Got Sages?


There is a saying in the East, “when the Sage points to the moon, all the idiot sees is the finger”.  And in America, another finger is poking us in our eyes so we don’t even see it, let alone the moon.  For those who may be challenged by metaphor, this means that in spite of the fact that we have many Sages (smart people) there are those (people with other agendas) who are distracting us by telling us to watch the finger (unimportant  news).  Then they use another finger to poke us in the eye before we can see the moon (the moon being “the important stuff”).
I know, it’s a long way around to say that we are being distracted from “what’s really going on” by unimportant news.  Unimportant news like; Sarah Palin writing on her hand, kids talking to pilots in New York, misguided political bloviaters making ridiculous comments, Congressional tickling, and Rahm Emanuel confronting Congressmen in the men’s shower. 
So what is important news?  How about tax payers footing the bill of a major bailout of financial companies, whose exec’s are still doing the same things that broke us in the first place?  How about the working family not sharing in the improved productivity gains in which they’ve participated for the last three decades.  How about health care reform that is so politicized, cluttered and confused that the average person can’t make sense of it.
So where are the true Sages?  Those who can point to the moon and say, “that’s what’s really important”.  I’m afraid they’re all gone.  They’re gone because we have reached what Andy Grove of Intel Corporation fame, called an “inflection point”.  Think of it as a turning point. When a profound change is at hand.  Profound change can be positive or negative. 
At this critical point, I don’t think anyone knows which it is or what to do.  The scary thing about inflection points is that the change is so profound that old wisdom doesn’t apply any longer.  Anybody’s guess is equivalent to anyone else’s.  So how do we judge who to believe and who to ignore?

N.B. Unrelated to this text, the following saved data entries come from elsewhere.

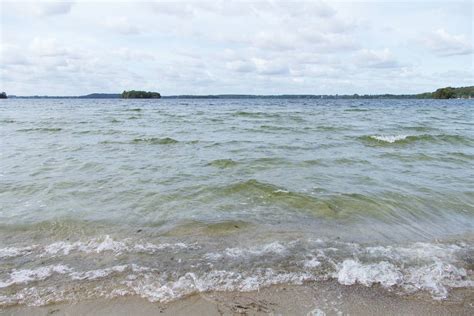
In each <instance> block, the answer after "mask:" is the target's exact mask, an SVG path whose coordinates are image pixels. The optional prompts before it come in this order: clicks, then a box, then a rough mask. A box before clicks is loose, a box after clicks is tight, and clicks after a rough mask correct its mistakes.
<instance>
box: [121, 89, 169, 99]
mask: <svg viewBox="0 0 474 316" xmlns="http://www.w3.org/2000/svg"><path fill="white" fill-rule="evenodd" d="M159 98H161V95H160V94H159V93H158V92H150V91H148V92H147V91H137V90H130V91H124V92H122V99H159Z"/></svg>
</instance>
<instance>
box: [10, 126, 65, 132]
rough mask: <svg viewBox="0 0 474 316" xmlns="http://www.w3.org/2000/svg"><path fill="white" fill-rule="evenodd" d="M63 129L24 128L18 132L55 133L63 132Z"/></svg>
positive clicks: (44, 127)
mask: <svg viewBox="0 0 474 316" xmlns="http://www.w3.org/2000/svg"><path fill="white" fill-rule="evenodd" d="M62 130H63V129H62V128H59V127H36V128H23V129H19V130H17V131H18V132H44V133H54V132H60V131H62Z"/></svg>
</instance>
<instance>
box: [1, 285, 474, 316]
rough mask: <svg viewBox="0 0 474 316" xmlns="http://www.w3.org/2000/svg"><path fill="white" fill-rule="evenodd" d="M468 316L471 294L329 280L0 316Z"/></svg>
mask: <svg viewBox="0 0 474 316" xmlns="http://www.w3.org/2000/svg"><path fill="white" fill-rule="evenodd" d="M239 314H243V315H268V314H273V315H474V292H473V291H472V290H454V291H452V292H451V295H450V298H449V299H448V300H433V299H432V298H431V297H429V296H427V295H417V296H408V295H399V294H396V293H393V292H389V291H387V290H385V289H382V288H379V287H377V286H375V287H371V288H367V287H364V286H360V285H354V286H342V285H339V284H337V283H335V282H329V281H328V282H319V283H308V284H304V285H292V286H283V285H278V286H272V287H268V288H264V289H261V290H260V291H254V292H211V293H202V294H197V295H193V296H189V297H186V298H183V299H180V300H177V301H173V302H170V303H167V304H163V303H152V302H149V301H147V300H145V299H143V298H140V297H120V298H114V299H105V298H100V299H95V300H87V301H81V302H76V303H60V304H51V305H47V306H40V307H28V306H11V307H7V308H4V309H2V310H0V315H239Z"/></svg>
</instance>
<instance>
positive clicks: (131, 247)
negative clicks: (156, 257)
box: [41, 235, 196, 256]
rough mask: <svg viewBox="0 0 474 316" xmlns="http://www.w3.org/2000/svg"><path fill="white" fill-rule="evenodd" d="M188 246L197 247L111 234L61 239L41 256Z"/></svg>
mask: <svg viewBox="0 0 474 316" xmlns="http://www.w3.org/2000/svg"><path fill="white" fill-rule="evenodd" d="M186 248H196V245H187V244H184V243H175V244H169V243H163V244H152V243H149V242H147V243H143V244H141V243H131V242H130V241H129V240H124V241H116V240H114V239H113V238H111V237H110V236H109V235H105V236H104V237H100V238H94V239H91V240H89V241H86V242H82V241H76V242H73V243H70V242H65V241H59V242H55V243H52V244H50V245H47V246H45V247H44V252H43V253H42V254H41V256H46V255H53V256H55V255H68V254H70V253H71V252H73V251H79V252H84V253H102V252H112V253H115V254H117V255H118V254H121V253H124V252H144V253H155V252H158V251H162V250H166V249H171V250H177V249H178V250H179V249H186Z"/></svg>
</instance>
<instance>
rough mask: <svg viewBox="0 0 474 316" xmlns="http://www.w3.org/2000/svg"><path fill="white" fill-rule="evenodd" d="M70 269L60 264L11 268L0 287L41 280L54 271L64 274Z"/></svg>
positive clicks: (68, 267)
mask: <svg viewBox="0 0 474 316" xmlns="http://www.w3.org/2000/svg"><path fill="white" fill-rule="evenodd" d="M70 271H72V270H71V268H69V267H68V266H65V265H62V264H58V265H51V266H46V267H40V268H36V269H22V270H13V271H12V272H11V273H10V275H9V278H8V279H7V280H5V281H0V288H5V287H9V286H11V285H14V284H27V283H30V282H33V281H41V280H45V279H46V278H48V277H50V276H51V275H53V274H54V273H58V274H66V273H68V272H70Z"/></svg>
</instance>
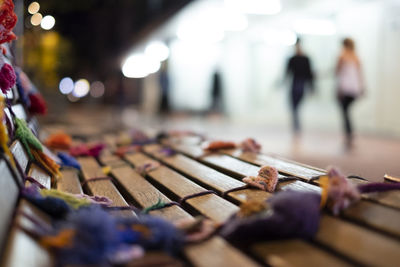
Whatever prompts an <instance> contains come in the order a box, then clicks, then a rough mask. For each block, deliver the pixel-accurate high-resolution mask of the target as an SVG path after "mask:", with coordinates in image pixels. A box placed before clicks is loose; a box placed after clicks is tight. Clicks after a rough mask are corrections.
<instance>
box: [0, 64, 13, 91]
mask: <svg viewBox="0 0 400 267" xmlns="http://www.w3.org/2000/svg"><path fill="white" fill-rule="evenodd" d="M16 80H17V76H16V75H15V72H14V69H13V68H12V67H11V65H10V64H7V63H4V65H3V67H2V68H1V70H0V88H1V91H2V92H3V93H4V94H6V93H7V91H8V90H10V88H11V87H13V86H14V85H15V81H16Z"/></svg>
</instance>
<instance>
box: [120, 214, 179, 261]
mask: <svg viewBox="0 0 400 267" xmlns="http://www.w3.org/2000/svg"><path fill="white" fill-rule="evenodd" d="M123 225H125V227H126V228H125V231H123V232H121V233H120V236H121V238H123V239H125V240H126V237H127V236H129V235H126V236H125V234H127V232H129V231H136V232H139V233H140V236H139V239H138V241H135V239H132V240H131V241H133V242H138V244H139V245H141V246H143V247H144V248H145V249H149V250H160V249H161V250H164V251H167V252H169V253H170V254H171V255H175V254H176V253H178V252H179V251H180V250H181V249H182V246H183V241H184V236H183V233H182V232H181V231H180V230H178V229H177V228H176V227H175V226H174V225H173V224H171V223H170V222H168V221H166V220H164V219H162V218H159V217H155V216H149V215H141V216H140V217H139V218H138V219H132V220H127V221H125V222H123ZM126 241H128V240H126Z"/></svg>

Looking to the East again, they have another saying that I think applies here:  “Those who say don’t know and those who know don’t say”.  So I immediately suspect anyone who tells me, in no uncertain terms, that they have the answers.  They may have had the answers before we reached this point.  But their answers are what got us here.  I don’t want any more of their answers.
I voted for President Obama because I believed that he possibly could have had the answers that we needed.  Candidate Obama was so different from the past.  I saw that as a good sign.  I failed to take our dysfunctional system of government into consideration.  I missed the power that it had to resist any changes that he might have intended.  And today, I admit my reasoning was wrong.  Not because I think Mr. Obama is anything other than what he claimed to be.  But because he too, misjudged the ethical contortions necessary to get even the simplest changes made in a system corrupted by career politicians owned by powerful financial forces.
I’ve said this before.  American’s love hyperbole – Kabuki.  But this national obsession  doesn’t come free.  While we distract ourselves with sensationalized unimportant news, the Washington-Wall Street game continues uninterrupted.  Main Street is losing and we’re not even in the game.
Now we have folks gearing up for the next elections by claiming to be the real and true Sages.  They all have “great ideas” about how to fix things.  A caution here:  When it comes to selecting a true Sage, one must choose carefully.  While he or she points with one finger, watch what the other hand is doing.  There may be a finger ready to poke you in the eye.